Do you have any idea on how to write a function to convert the conditions' string into the desired object?
Any suggestion would be appreciated ;)
I would strongly advise you not to expose any part of your database model to your clients. Doing so means you can't change anything you expose without the risk of breaking the clients. One suggestion as far as what you've supplied is that you can and should use query parameters to cut down on the number of endpoints you've got.
GET /users //to get all users
GET /users?registeredInPastDays=30 //to get user registered in the last month
GET /users/1 //to get a single user
Obviously "registeredInPastDays" should be renamed to something less clumsy .. it's just an example.
As far as the conditions string, there ought to be plenty of parsers available online. The grammar looks very straightforward.

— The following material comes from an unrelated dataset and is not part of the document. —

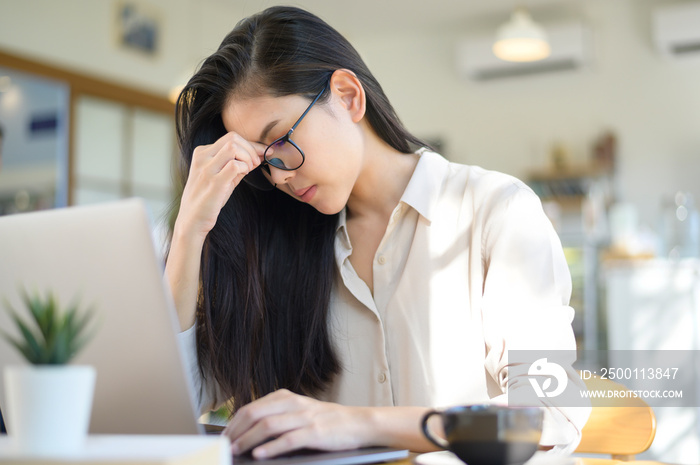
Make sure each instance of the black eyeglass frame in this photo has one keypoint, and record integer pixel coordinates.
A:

IMHO the main disadvantage of your solution is that you are creating just another API for quering data. Why create sthm from scratch if it is already created? You should use existing mature query API and focus on your business logic rather then inventing sthm new.
For example, you can take query syntax from Odata. Many people have been developing that standard for a long time. They have already considered different use cases and obstacles for query API.
Resources are located with a URI. You can use or mix three ways to address them:
Hierarchically with a sequence of path segments:
/users/john/posts/4711
Non hierarchically with query parameters:
/users/john/posts?minVotes=10&minViews=1000&tags=java
With matrix parameters which affect only one path segment:
/users;country=ukraine/posts
This is normally sufficient enough but it has limitations like the maximum length. In your case a problem is that you can't easily describe and and or conjunctions with query parameters. But you can use a custom or standard query syntax. For instance if you want to find all cars or vehicles from Ford except the Capri with a price between $10000 and $20000 Google uses the search parameter
q=cars+OR+vehicles+%22ford%22+-capri+%2410000..%2420000
(the %22 is a escaped ", the %24 a escaped $).
If this does not work for your case and you want to pass data outside of the URI the format is just a matter of your taste. Adding a custom header like X-Filter may be a valid approach. I would tend to use a POST. Although you just want to query data this is still RESTful if you treat your request as the creation of a search result resource:
POST /search HTTP/1.1
your query-data
Your server should return the newly created resource in the Location header:
HTTP/1.1 201 Created
Location: /search/3
The result can still be cached and you can bookmark it or send the link. The downside is that you need an additional POST.